Particularly, a brake device comprises a brake power booster constructed by dividing a shell body inside into two, front and rear chambers by a center shell and dividing each of the two, front and rear chambers into a fixed pressure chamber and an operation pressure chamber by a front/rear power piston having a diaphragm, arranging, in at least a valve body supported by the rear power piston, a plunger connected to an input shaft extending from a brake pedal, a valve mechanism linked with the plunger and generating a pressure difference between the fixed pressure chamber and the operation pressure chamber and an annular solenoid case containing therein a solenoid controlling operation of the valve mechanism independently of movement of the plunger, thrusting each power piston by a pressure difference generated between the fixed pressure chamber and the operation pressure chamber, transmitting the thrust force to the output shaft through the solenoid case and transmitting a part of the reaction at that time to the input shaft through a reaction disk retained by the solenoid case and the plunger; a master cylinder connected to the input shaft; a pressure sensor measuring the pressure of liquid fully filling inside the master cylinder; a current source flowing current to the solenoid; and pressure controlling means for calculating one by one a current command value to be flowed to the solenoid, based on a pressure sensor value and a pressure command.
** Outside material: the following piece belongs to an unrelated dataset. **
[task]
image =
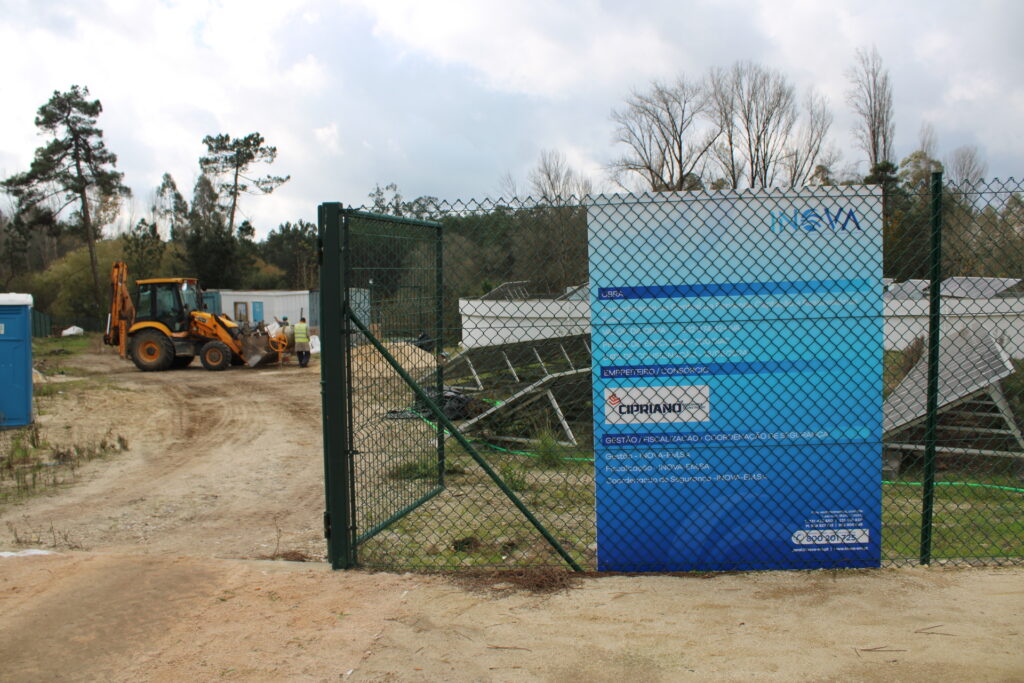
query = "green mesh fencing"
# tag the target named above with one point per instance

In the above-mentioned pressure controlling means, a least 4 current commands, of high speed pressure increase, pressure increase, pressure retention and pressure decrease are calculated, any one of the above-mentioned 4 current commands is switched or selected to be a current command Ir. The 4 current commands Ir are optimized for pressure change. Particularly, for pressure increase for operating the brake device, a high speed pressure increase and an usual pressure increase, that is, 2 kinds of commands are provided, and a current command for the high speed pressure increase is set so that the area of opening of the valve mechanism is always maximum, and it is possible to make up a decrease in pressure increase speed due to the pressure of the operation pressure chamber described previously.
Further, the current command Ir includes current dither optimized to realize smoothness of the pressure change, the amplitude of the current dither changes depending on pressure command Pr and a value Pm of the pressure sensor. The amplitude of the current dither is made large when a difference between the pressure command and the value of the pressure sensor and made zero when the difference is small. That is, the amplitude of the current dither is made zero when the pressure control is managed well, and the current dither is made large when the difference between the pressure command and the value of the pressure sensor becomes large. Thereby, it becomes possible to control the amplitude of the current dither to be a necessary magnitude, and it is possible to reduce the electromagnetic noises.